Omega-3: DHA, EPA and ALA diagramFatty fish represent the best source of Omega-3 essential fatty acids.

Younger surface swimming, troll-caught albacore tuna are one of the best sources of Omega-3 essential fatty acids available today. For biological reasons, troll-caught albacore contains more Omega-3s than other tuna species. Yes it’s true. Not all tuna are created equal.


Docosahexaenoic acid (DHA) is an omega-3 fatty acid. It is found in cold water fatty fish and fish oil supplements, along with eicosapentaenoic acid (EPA). Vegetarian sources of DHA come from seaweed. DHA is essential for the proper functioning of our brains as adults, and for the development of our nervous system and visual abilities during the first 6 months of life. In addition, omega-3 fatty acids are part of a healthy diet that helps lower risk of heart disease. Our bodies naturally produce small amounts of DHA, but we must get the amounts we need from our diet or supplements.


Alpha-linolenic acid is a type of omega-3 fatty acid found in plants.
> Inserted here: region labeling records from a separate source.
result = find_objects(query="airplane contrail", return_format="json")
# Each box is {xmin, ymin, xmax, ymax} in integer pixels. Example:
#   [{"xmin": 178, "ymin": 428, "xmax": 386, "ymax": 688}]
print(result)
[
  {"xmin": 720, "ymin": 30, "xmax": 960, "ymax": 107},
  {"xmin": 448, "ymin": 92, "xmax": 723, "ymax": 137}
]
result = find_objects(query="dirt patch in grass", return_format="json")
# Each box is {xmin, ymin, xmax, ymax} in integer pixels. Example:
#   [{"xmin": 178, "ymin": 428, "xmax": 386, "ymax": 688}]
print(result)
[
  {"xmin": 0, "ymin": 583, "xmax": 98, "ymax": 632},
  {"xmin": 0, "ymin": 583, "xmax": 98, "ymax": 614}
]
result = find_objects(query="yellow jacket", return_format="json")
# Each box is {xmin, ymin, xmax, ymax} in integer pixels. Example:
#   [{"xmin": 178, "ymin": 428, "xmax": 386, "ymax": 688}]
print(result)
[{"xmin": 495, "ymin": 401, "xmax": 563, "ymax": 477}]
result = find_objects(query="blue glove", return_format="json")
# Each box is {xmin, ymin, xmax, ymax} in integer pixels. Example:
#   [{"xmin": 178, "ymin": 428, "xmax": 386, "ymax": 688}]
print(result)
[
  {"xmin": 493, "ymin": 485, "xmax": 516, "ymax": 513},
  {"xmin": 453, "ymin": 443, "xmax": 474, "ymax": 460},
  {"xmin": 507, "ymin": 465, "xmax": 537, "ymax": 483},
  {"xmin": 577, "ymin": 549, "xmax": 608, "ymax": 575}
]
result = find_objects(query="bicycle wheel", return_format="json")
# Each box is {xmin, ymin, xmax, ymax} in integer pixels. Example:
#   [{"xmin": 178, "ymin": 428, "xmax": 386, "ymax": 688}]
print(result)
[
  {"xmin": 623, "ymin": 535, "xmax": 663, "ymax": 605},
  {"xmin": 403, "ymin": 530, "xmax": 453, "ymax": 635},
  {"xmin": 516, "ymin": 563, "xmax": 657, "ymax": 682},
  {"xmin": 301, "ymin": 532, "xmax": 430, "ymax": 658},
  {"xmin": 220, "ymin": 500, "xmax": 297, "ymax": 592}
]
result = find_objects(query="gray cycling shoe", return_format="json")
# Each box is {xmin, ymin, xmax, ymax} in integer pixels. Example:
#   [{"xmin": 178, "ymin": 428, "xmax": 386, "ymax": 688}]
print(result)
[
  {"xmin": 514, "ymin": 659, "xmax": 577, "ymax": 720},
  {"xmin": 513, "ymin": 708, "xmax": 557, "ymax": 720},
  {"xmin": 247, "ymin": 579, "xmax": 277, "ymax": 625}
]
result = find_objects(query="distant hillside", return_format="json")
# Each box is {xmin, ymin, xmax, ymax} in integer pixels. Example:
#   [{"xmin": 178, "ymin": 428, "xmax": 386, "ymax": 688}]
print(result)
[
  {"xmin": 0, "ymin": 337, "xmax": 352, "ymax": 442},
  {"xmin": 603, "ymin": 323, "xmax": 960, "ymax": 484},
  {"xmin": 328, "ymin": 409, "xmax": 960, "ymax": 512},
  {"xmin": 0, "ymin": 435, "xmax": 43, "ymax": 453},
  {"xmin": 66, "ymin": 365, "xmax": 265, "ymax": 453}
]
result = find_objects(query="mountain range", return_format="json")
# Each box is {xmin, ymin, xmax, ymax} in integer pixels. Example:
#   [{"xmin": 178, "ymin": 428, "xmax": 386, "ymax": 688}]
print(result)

It is similar to the omega-3 fatty acids that are in fish oil [eicosapentaenoic acid (EPA) and docosahexaenoic acid (DHA)]. Alpha-linolenic acid can be converted into EPA and DHA in the body. Alpha-linolenic acid is highly concentrated in flaxseed oil and, to a lesser extent, in canola, soy, perilla, and walnut oils.

Omega-3 fatty acids have been shown to reduce inflammation and may help prevent chronic diseases, such as heart disease and arthritis. In the body, these essential fatty acids are highly concentrated in the brain and may be particularly important for cognitive and behavioral health as well as normal growth and development.

Studies suggest that alpha-linolenic acid and other omega-3 fatty acids may help treat a variety of conditions. The evidence is strongest for heart disease and problems that contribute to heart disease, such as high blood pressure.